Il sultano ci provava a reinventarsi una memoria ascoltando la fisicità degli oggetti mostrati da Marco Polo. Il pensiero è un mare, trasporta cose in luoghi lontani. Futuri. Le cose si fanno parola, si fanno pensiero, si fanno ricordo. Il mare ce li ha portati fino a qui.

Fra le città che erano allora invisibili ed oggi possibili. E si può sentire il gusto di ogni vocale e consonante che, masticate tra il palato e la lingua, diventano suono e voce di un mondo che non abbiamo visto ma che ricordiamo e possiamo reinventare.

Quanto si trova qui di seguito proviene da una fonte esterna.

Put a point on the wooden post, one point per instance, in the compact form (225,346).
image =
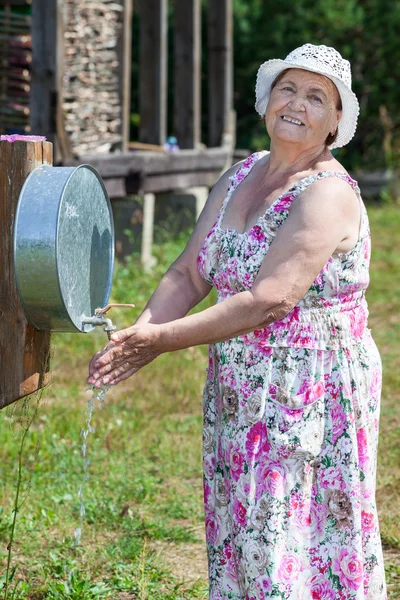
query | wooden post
(24,351)
(148,260)
(44,69)
(153,71)
(220,65)
(125,60)
(187,34)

Marco Polo nella banconota da 1000 lire

La geografia delle città invisibili

La geografia delle città invisibili si spezza allo strappo della memoria per ogni libro di Italo Calvino venduto al banco, nostalgia insieme alla collezione di vecchie banconote di mille lire che ci ricordano il gusto dei gelati blob. Kublai, il Gran Kan non è mai esistito, per questo è reale. Ogni segno, ogni domanda, ogni interrogativo, ogni risposta è nelle pagine girate dal vento.

Marco Polo è l’abito indossato ad ogni carnevale per reinvintarmi una vita. E dov’è finito il futuro? Su quali rocce si è infranto? Dove le parole si sono stagliate in mille pezzi di vite attese?

Ogni pezzo di immaginazione perfetta ora giace nascosto nei libri spediti. A viaggiare sono stati solo i libri. Le città invisibili sono ogni volume letto di notte al lume di una torcia nascosta sotto le lenzuola orientali.

Ogni impero è il suo confine interrotto da un nuovo viaggio, un segnale mesciuto allo spazio, al tempo, alla ricerca infinita e smisurata di uno specchio rotto.

La bellezza dell’imperfezione. Il viaggio dentro ognuno di noi. La fine ed il confine.